The list of artists involved in Apple TV+, photographed by Art Streiber in the Avengers-esque class portrait featured at the top of this article, is long: Oprah Winfrey, Steven Spielberg, Jennifer Aniston, Reese Witherspoon, Octavia Spencer, JJ Abrams, Jason Momoa, M. Night Shyamalan, Chris Evans and Brie Larson to name just a few. For every famous face that spoke on stage, there were another three in the crowd, silent supporters. There also seems to have been a champagne-toast post event, as seen in this Emmy-worthy Instagram video of Witherspoon, Winfrey, Jennifer Garner and Rashida Jones gabbing about being “Apple Girls” and flashing their Apple watches for the camera. I didn’t score an invite to that part of the event, but I did rewatch clips of it multiple times on my Apple device.

 

Here’s a quick roundup of Apple TV+ moments that got us most excited:

Photography courtesy of Apple

The Morning Show

“In The Morning Show we pull back the curtain on the power dynamics between men and women in the high-stakes world of morning news shows,” Witherspoon explained on stage. “It’s a real insider view into the lives of the people who help America wake up everyday.” A few post-presentation attendees thought this meant Apple was producing an actual Today Show-style morning segment. They were quickly corrected: the Kerry Ehrin-directed series is a scripted drama that I hope will compare to Parks and Rec and The Office.

Photography courtesy of Apple

See

When Jason Momoa takes the stage, he asks everyone to close their eyes. “Try to think about the world this way,” he instructs, ambient forest noises being projected around us, “heard, touched, smelled, sensed—but without sight.” It’s an appropriate exercise: See is a post-apocalyptic drama that imagines a world where every survivor is permanently blind. It’s written by Peaky Blinders creator Steven Knight, directed by The Hunger Games’ Francis Lawrence and stars Luke Cage‘s Alfre Woodard and Momoa, who seems to have this whole fearless wilderness warrior thing locked in.

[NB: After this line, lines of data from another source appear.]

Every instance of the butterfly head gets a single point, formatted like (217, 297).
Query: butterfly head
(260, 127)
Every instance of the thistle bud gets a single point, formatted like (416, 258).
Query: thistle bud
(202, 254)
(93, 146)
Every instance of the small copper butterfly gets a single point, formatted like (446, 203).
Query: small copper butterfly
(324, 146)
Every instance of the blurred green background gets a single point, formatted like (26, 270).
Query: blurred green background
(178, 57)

Photography courtesy of Apple

Little America

Kumail Nanjiani stood solo on stage to announce the details of his anthology series, Little America. Fans of his stand up will recognize the immigration story he tells: he talks about growing up in Pakistan, immigrating to Iowa at 18, moving to Chicago and trying to figure out normal, everday life stuff. This is what the series will focus on: American immigrants doing everyday life stuff. “It’s not about telling immigrant stories. These are human stories that feature immigrants,” Nanjiani said. “When you get to know someone and start to see your struggles in their struggles, your passion in theirs, your problems in theirs, they stop being the ‘other.’”

Oprah

Oprah, unlike every other celebrity-backed series, got her own trailer. Because Oprah isn’t content: Oprah is a category unto itself. The video wasn’t actually for anything Oprah is working on with Apple, and instead featured words like “inclusion” and “amplified” splashed across the scene as The Cinematic Orchestra’s “To Build a Home”—the song has that seemingly soundtracked every emotional TV scenes of this decade—played.

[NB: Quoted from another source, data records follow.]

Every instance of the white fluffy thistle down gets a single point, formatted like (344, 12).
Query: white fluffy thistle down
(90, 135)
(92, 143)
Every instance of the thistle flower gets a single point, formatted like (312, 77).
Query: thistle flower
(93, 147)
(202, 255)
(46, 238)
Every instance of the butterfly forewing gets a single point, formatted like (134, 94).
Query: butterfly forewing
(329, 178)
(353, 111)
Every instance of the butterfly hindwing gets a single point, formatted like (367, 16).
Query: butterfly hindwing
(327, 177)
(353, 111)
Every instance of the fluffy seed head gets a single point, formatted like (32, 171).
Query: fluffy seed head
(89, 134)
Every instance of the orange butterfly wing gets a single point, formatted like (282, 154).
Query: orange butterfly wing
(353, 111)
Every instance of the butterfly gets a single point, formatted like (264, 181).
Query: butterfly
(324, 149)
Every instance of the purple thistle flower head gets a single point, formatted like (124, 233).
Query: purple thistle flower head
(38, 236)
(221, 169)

By the time the lights came on and Oprah was illuminated on stage, my eyes had already welled up with tears. ‘There has never been a moment quite like this one,” she said to a captivated audience. “We have this unique opportunity to rise to our best selves in how we use and choose to use both our technology and our humanity.”

Along with two documentary projects, one about mental health and one about workplace harassment, Oprah announced the launch of “the most stimulating book club on the planet.” It’s unclear exactly what this will be, but it sounds like the media mogul will be interviewing authors and facilitating conversations that can be streamed on Apple devices. “I want to reach that sweet spot where insight and perspective, truth and tolerance actually intersect,” she said. “I’ve joined in order to serve this moment, because the Apple platform allows me to do what I do in a whole new way.”

 

Pricing and availability for the Apple TV+ video subscription service will be announced later this fall.